# Honda Generator Scam



## MrWhoopee (Oct 29, 2020)

I'm seeing similar ads all over the country. I don't know what the scam is, but this is an expensive generator, selling for 4-8 times the listed price.


----------



## CuriousRambler (Oct 29, 2020)

I'll second this. The smaller EU2200's pop up a LOT in scams. They occasionally come up locally for $750NIB, which is a _screaming_ deal, but I have two friends who have picked them up at that price and they're fully functional. I've been holding out to catch the same local deal. Broke down and bought one off eBay for that price and got scammed. Paypal and eBay wouldn't refund the purchase, even though the seller's account absolutely FLOODED with negative feedback stating "generator scam" right after I got scammed (up to then, all positive feedback).
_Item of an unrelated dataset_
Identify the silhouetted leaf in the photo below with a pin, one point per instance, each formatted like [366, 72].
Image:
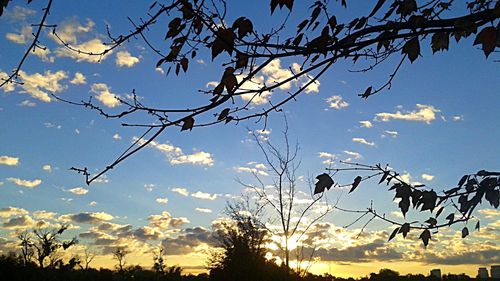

Took me a couple of months to get refunded by a sympathetic paypal employee, who admitted it wasn't in line with Paypal's refund policy, because the seller knew the system and shipped "something" to my city. FedEx confirmed it wasn't addressed to me, or my house, but couldn't give me any other info since it wasn't addressed to me. All eBay's tracking sees is "Delivered to <correct city>." which ebay/paypal count as "proof" you received the item. Lots of folks in feedback saying they received Hallmark cards thanking them for their money. Paypal and ebay *both* banned the seller, but still refused to refund my money. It was daily phone calls until I got the one decent human at paypal to break with the script and send my money back.

If it sounds too good to be true, it probably is. I've since passed on a couple local $750 listings on the same generator because it just doesn't feel right.


----------